Plus d’esclaves dans la patrie,
Le noir n’est plus un vil bétail.

Pour citer cet article :
https://maitron.fr/spip.php?article30508, notice DURAND Claude, version mise en ligne le 20 février 2009, dernière modification le 7 janvier 2021.
Claude Durand en 1854 à Jersey, photographié par Auguste Vacquerie
Claude Durand en 1854 à Jersey, photographié par Auguste Vacquerie
La photographie est accompagné de la dédicace suivante : « A Jersey le 29 septembre 1854, à mon ami Charles Asplet. »
(Source : Archives de l’Oise, 96J17, Album Charles Asplet, fol. 19)

ŒUVRES : On trouvera les chansons de Claude Durand dans l’ouvrage La « Chanson des vignerons » et la poésie populaire dans les Deux-Sèvres. Claude Durand et ses chansons. Étude littéraire précédée d’une notice sur sa vie, avec portrait, musique et autographe. L. Clouzot, libraire-éditeur, Niort, 1886. Outre le Chant des Vignerons et le Chant populaire sur la misère et l’ignorance, donnés ci-dessus, on trouvera notamment : La Barbarie aux prises avec la civilisation, Appel aux armes, Jersey, À Victor Hugo, La Marseillaise de la paix, Les Droits du seigneur, De la nécessité du mandat impératif, Sur le glas du vieux monde, Chant américain sur la mort de l’esclavage.

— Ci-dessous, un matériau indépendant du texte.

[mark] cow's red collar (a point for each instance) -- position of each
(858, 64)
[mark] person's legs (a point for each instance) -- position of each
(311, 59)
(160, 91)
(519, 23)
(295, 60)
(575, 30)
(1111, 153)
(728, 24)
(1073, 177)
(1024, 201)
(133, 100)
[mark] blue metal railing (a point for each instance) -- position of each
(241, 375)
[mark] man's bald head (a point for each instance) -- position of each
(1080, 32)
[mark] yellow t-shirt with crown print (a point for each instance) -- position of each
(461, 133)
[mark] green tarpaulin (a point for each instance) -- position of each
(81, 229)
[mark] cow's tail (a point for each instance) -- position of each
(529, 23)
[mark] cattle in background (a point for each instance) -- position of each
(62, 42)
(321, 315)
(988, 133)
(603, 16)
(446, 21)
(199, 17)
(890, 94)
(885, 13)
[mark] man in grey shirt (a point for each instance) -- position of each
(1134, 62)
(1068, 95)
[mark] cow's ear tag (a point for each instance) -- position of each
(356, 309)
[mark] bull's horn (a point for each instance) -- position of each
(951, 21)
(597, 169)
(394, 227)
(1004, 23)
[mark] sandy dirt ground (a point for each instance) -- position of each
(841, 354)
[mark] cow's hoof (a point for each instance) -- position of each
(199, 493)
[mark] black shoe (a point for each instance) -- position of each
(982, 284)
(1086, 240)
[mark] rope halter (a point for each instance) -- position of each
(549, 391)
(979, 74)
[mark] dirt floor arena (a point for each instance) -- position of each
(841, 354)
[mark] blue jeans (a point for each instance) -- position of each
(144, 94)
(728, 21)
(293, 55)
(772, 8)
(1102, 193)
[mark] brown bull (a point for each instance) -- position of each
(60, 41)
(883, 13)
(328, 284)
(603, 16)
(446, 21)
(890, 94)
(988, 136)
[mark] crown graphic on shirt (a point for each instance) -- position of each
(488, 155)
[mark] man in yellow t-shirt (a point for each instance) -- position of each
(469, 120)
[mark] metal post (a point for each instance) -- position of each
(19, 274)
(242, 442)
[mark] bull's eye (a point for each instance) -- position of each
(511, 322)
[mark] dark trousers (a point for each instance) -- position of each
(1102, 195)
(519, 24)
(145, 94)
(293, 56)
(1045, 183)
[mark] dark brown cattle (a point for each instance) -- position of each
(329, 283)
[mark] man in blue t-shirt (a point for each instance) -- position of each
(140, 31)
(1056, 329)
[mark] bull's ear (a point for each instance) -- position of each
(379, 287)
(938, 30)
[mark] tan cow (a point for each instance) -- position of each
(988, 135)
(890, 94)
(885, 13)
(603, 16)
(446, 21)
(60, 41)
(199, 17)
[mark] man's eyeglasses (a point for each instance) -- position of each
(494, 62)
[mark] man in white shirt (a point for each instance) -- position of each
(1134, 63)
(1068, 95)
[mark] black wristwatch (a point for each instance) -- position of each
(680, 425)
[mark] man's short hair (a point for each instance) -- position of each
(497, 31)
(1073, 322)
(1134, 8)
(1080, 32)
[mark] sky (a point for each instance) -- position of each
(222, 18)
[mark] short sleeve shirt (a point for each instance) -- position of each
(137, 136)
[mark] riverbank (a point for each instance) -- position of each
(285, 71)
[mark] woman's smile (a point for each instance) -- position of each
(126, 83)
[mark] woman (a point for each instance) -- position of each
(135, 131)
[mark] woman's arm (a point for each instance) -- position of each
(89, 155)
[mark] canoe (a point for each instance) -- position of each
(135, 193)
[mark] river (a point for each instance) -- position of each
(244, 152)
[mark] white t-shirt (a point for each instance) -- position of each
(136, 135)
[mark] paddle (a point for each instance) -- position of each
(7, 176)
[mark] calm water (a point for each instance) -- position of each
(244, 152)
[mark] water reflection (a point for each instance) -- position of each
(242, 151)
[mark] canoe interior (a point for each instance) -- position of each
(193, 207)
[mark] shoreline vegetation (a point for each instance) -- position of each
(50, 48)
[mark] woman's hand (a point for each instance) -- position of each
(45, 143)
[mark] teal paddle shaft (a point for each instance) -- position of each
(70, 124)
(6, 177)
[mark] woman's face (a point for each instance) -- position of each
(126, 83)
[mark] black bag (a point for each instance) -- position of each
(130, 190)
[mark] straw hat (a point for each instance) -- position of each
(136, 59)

SOURCES : Archives départementales des Deux-Sèvres, 4 M 6/17 ; 4 M 15/4. — Archives de l’Oise, Album Charles Asplet. — Maison de Victor Hugo - Hauteville House à Guernesey, Album Philippe Asplet, fol. 58. — Musée d’Orsay, Portrait de Claude Durand. — Journal L’œil du Peuple, 1er mai 1849. — Émile Monnet, Archives politiques du département des Deux-Sèvres, t. 1er. — A la France. L’agent provocateur Hubert, Jersey : imp. universelle, [1853]. — Victor Hugo, « 1853-L’espion Hubert », Œuvres inédites de Victor Hugo. Choses vues, 1888, p. 291-330. — Jacques Nanteuil, « Un compagnon de Victor Hugo à Jersey : Claude Durand, poète, vigneron, et révolutionnaire », Le Miroir de l’Histoire, p. 73, année 1956. — Jean-Claude Farcy, Rosine Fry, « Durand - Claude », Poursuivis à la suite du coup d’État de décembre 1851, Centre Georges Chevrier - (Université de Bourgogne/CNRS), [En ligne], mis en ligne le 27 août 2013. — Notes de Gauthier Langlois.

ICONOGRAPHIE : Portraits dans l’ouvrage Claude Durand et ses chansons et dans Jacques Nanteuil, art. cité, p. 96. — Mme Armand Morin, 152, Grande-Rue, à Mauzé-sur-le-Mignon, arrière-petite-fille de Claude Durand, possède un portrait de son aïeul peint dans un café à Rochefort.